Children with obesity are more likely to have obesity-related morbidity [25]. Being overweight and having central obesity are not static health problems. They could lead to metabolic syndrome, cardiovascular diseases, and type 2 DM [26] later in life [2729]. Therefore, it is very important to manage obesity in children and adolescents. The prevention and management of offspring obesity should pay attention to factors identified in this study. From this study, we know which parental metabolic risk factors had the biggest effect on offspring obesity. Thus, we should assess parental metabolic risk and identify children with the potential for developing obesity, so proper interventions, such as diet, exercise, and lifestyle modification, can be applied.

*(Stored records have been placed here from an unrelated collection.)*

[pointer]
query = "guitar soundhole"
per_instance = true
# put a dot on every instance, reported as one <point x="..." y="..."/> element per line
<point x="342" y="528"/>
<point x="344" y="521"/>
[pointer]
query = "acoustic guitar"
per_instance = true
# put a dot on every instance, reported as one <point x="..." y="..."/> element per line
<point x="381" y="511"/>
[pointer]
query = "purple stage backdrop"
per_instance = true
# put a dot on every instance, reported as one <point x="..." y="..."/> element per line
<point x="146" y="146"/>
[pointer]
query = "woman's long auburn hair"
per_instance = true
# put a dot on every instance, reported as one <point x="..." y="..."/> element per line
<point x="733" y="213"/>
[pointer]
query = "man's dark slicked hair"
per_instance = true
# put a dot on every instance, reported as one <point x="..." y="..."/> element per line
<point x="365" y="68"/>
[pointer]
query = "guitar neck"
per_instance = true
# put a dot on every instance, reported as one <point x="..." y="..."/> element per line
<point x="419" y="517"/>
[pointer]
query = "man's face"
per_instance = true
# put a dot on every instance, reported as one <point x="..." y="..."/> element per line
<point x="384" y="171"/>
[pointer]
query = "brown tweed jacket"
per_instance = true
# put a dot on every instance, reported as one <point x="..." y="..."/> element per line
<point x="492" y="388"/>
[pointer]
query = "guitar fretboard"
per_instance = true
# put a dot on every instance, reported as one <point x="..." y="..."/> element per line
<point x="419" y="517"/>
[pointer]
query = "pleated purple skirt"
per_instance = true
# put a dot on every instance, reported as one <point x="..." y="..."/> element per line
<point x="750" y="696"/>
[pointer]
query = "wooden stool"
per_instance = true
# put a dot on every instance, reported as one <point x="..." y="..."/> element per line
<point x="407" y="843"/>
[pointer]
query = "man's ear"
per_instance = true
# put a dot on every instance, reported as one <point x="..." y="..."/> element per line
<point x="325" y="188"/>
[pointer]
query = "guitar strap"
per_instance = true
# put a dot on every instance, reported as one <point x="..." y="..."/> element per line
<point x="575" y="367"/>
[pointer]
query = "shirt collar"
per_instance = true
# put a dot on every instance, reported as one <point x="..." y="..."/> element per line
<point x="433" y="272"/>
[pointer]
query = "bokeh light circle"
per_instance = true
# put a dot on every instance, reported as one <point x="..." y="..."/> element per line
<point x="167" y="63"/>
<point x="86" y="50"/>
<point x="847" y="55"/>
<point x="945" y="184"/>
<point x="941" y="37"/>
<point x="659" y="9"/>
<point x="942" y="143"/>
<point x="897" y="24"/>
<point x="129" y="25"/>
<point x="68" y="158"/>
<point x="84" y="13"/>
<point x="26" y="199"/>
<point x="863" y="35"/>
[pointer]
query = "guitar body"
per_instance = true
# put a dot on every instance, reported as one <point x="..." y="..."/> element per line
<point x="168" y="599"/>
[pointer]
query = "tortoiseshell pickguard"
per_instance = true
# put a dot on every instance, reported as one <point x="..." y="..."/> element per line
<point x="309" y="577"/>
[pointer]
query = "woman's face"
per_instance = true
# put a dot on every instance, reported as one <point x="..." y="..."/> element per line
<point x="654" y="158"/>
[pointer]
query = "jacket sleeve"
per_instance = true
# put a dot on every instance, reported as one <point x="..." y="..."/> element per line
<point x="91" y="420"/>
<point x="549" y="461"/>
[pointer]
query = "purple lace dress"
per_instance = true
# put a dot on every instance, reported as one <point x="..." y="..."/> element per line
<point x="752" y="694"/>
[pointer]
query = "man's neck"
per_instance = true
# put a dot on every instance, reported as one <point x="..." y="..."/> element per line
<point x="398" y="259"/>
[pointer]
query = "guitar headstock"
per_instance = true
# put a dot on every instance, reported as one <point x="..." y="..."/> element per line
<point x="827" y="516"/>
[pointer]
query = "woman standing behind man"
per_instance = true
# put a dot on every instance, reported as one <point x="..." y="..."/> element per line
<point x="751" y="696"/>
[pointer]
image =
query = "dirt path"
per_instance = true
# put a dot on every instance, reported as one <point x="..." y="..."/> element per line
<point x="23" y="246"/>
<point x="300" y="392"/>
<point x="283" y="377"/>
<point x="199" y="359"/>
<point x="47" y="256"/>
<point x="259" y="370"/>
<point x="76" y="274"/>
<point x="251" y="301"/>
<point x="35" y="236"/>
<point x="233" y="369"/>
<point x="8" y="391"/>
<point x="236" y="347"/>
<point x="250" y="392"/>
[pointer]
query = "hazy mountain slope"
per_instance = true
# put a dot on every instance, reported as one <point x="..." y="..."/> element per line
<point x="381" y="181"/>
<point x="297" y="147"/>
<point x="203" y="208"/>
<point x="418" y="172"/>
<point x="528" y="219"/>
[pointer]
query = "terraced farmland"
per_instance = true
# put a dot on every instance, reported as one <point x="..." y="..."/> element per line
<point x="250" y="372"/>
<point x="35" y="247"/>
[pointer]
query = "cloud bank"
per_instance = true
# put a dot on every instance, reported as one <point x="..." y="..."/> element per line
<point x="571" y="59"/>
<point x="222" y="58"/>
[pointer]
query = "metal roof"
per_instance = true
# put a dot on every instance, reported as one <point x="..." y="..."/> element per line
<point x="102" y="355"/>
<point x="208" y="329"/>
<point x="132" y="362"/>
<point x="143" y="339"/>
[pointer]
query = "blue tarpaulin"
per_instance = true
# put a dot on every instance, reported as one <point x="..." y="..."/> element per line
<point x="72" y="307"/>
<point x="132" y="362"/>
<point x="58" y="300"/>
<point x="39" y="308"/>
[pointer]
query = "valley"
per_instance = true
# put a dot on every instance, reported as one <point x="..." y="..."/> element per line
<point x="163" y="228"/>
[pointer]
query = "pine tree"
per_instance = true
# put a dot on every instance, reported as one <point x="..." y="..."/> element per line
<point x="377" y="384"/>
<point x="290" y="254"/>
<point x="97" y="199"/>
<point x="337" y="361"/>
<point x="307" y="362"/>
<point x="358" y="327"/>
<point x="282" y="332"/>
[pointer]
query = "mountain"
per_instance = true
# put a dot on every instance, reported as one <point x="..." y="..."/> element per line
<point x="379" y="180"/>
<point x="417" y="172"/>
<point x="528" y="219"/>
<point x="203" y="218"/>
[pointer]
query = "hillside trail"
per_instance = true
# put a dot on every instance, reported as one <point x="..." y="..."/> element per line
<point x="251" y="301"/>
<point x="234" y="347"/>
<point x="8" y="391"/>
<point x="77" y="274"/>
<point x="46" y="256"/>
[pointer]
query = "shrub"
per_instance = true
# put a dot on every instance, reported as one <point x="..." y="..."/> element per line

Our study had several limitations. First, this study was a cross-sectional study. We could not follow-up to determine the causality of obesity. Second, this study did not compare the association between spousal or sibling conditions which can help analysis of familial aggregation. However, after correcting factors related parent’s and offspring’s behavior, the relationship between parent’s metabolic syndrome and offspring’s obesity. Therefore, it is assumed that biological mechanism is stronger than environmental effect, but more detailed research is needed in near future. Third, we could not analyze diet as confounder although we recognized that diet could be one of the causes of metabolic syndrome. That is because it did not perform the same type of question about diet during the study periods. We think further research reflects diet as confounder is needed sooner or later. However, in this study, we reported the association between parental MetS and offspring obesity, and parental central obesity was the most powerful single factor affecting offspring obesity. These results suggest that the prevention and management of offspring obesity should consider various aspects, including a powerful parental effect on their children’s health.

Data Availability

The data used to support this study are available at https://knhanes.cdc.go.kr/knhanes/sub04/sub04_03.do?classType=7 (Korea Centers for Disease Control and Prevention and Korean National Health and Nutrition Examination Survey)

Conflicts of Interest

The authors declare that they have no conflicts of interest.